After five weeks in the dungeon, the brothers knew that no mercy would be forthcoming from Birger, and had their wills drawn up. These documents, dated 18 January 1318 and which survive to this day, grant money to churches, monasteries, and hospitals, for the salvation of their souls. One of the executors was Birger Persson, the lawspeaker in Uppland. Soon thereafter, both dukes died in the dungeon. It is not clear how they died; they may have been murdered or starved to death.

Meanwhile, King Birger attempted to take Stockholm, but failed, having misjudged the political situation in the country. Despite help from Denmark, Birger could not stop a rebellion that broke out in support of the dukes, led by the aforementioned Birger Persson and Mats Kettilmundsson. According to legend, when he realized he had no way to prevail, King Birger threw the keys to the dungeon into the Nyköping river. A large medieval key was indeed found during the 19th century near the castle.
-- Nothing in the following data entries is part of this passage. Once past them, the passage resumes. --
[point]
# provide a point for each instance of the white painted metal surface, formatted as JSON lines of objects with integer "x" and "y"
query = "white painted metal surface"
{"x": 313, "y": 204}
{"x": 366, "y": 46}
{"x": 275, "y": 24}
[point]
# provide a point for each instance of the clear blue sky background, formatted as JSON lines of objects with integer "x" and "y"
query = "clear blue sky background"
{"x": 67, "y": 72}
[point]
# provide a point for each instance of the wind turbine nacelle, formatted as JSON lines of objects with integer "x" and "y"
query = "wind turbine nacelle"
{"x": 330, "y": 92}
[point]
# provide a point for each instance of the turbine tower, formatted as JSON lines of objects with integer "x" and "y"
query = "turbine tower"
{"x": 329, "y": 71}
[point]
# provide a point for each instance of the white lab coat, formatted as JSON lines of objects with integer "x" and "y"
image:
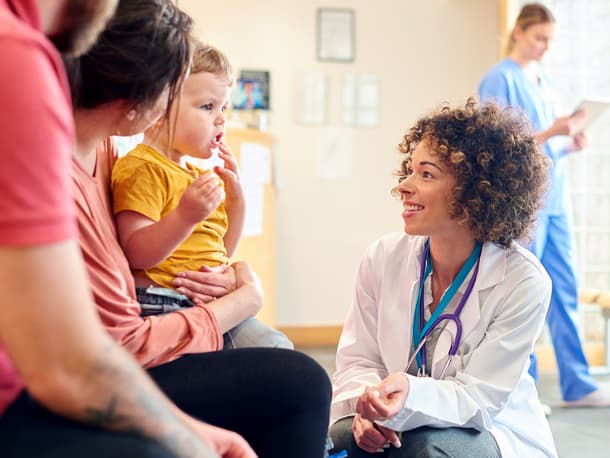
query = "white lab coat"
{"x": 487, "y": 386}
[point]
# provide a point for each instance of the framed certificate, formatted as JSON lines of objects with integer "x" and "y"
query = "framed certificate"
{"x": 336, "y": 41}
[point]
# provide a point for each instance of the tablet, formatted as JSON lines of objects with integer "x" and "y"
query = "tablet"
{"x": 594, "y": 109}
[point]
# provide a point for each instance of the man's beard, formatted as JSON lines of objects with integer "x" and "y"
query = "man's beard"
{"x": 81, "y": 21}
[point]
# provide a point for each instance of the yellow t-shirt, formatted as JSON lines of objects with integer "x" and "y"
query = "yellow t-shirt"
{"x": 147, "y": 182}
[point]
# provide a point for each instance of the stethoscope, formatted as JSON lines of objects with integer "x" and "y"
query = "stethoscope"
{"x": 422, "y": 329}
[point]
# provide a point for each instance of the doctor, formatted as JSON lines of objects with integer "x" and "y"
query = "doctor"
{"x": 434, "y": 354}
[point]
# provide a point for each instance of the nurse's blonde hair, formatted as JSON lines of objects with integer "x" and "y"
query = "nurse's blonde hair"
{"x": 531, "y": 14}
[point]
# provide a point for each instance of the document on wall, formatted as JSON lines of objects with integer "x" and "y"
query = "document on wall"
{"x": 310, "y": 98}
{"x": 360, "y": 100}
{"x": 255, "y": 172}
{"x": 334, "y": 153}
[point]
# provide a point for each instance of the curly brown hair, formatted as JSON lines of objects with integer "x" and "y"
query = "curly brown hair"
{"x": 501, "y": 173}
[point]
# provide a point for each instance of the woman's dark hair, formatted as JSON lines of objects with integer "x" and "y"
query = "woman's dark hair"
{"x": 145, "y": 48}
{"x": 500, "y": 171}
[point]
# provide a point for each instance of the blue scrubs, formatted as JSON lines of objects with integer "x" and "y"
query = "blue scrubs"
{"x": 508, "y": 84}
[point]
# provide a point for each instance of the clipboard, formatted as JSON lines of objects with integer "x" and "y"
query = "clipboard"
{"x": 594, "y": 108}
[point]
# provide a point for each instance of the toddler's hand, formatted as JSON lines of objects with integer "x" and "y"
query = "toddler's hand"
{"x": 230, "y": 172}
{"x": 201, "y": 198}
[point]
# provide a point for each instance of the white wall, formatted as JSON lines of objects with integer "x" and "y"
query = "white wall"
{"x": 424, "y": 52}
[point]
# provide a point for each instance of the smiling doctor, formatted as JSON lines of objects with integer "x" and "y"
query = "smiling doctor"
{"x": 434, "y": 354}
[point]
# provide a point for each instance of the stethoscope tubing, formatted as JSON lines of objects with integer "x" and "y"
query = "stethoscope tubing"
{"x": 455, "y": 317}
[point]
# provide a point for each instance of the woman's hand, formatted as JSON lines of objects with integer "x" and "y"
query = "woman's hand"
{"x": 580, "y": 141}
{"x": 207, "y": 284}
{"x": 371, "y": 437}
{"x": 564, "y": 125}
{"x": 384, "y": 400}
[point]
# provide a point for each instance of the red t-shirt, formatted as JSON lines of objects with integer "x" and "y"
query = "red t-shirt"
{"x": 36, "y": 140}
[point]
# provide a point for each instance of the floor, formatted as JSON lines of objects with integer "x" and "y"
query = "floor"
{"x": 578, "y": 433}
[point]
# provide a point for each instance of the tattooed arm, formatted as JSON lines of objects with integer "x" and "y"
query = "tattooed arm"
{"x": 51, "y": 330}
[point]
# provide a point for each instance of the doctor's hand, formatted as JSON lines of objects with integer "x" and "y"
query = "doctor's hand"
{"x": 384, "y": 400}
{"x": 373, "y": 438}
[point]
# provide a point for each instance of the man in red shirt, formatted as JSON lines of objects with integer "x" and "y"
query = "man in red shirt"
{"x": 55, "y": 358}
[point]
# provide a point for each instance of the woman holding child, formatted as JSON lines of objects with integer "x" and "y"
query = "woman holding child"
{"x": 274, "y": 398}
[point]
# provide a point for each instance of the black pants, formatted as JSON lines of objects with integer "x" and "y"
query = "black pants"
{"x": 277, "y": 399}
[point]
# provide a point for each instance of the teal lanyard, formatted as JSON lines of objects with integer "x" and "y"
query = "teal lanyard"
{"x": 421, "y": 329}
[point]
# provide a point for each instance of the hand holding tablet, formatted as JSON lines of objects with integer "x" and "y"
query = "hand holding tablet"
{"x": 593, "y": 109}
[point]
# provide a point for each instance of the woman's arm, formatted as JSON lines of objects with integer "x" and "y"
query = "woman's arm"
{"x": 359, "y": 362}
{"x": 490, "y": 372}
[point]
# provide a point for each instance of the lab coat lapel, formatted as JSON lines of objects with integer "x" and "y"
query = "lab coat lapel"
{"x": 492, "y": 269}
{"x": 396, "y": 334}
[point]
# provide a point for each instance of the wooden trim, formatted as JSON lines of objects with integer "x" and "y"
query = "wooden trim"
{"x": 314, "y": 336}
{"x": 328, "y": 336}
{"x": 507, "y": 12}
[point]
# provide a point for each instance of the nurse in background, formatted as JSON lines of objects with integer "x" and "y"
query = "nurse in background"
{"x": 519, "y": 81}
{"x": 434, "y": 355}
Birger was forced to flee to Gotland with Martha, whence he soon had to continue his flight to Denmark.

== Aftermath ==
Following a year of regency by his mother Duchess Ingeborg, the three-year-old son of Duke Eric, Magnus, was elected King in 1319 at the Stones of Mora in Uppland. King Birger's son Magnus resisted forces that tried to take Nyköping Castle but was defeated and fled with the senechal Brunke. They lost a sea action and were captured and executed in Stockholm in 1320. Brunke was executed on a sandy ridge which has since been known as the Brunkeberg Esker; the heir apparent was decapitated on the Isle of the Holy Spirit where the Riksdag Building is today. The deposed king Birger died in 1321 in exile in Denmark.

Thus, of the royal family, there remained only the old queen mother Helvig of Holstein, (widow of Magnus Ladulås), the exiled Queen Martha, the young king Magnus Eriksson, his sister Euphemia, their mother Ingeborg and her cousin Duchess Ingeborg of Öland (widow of Duke Valdemar).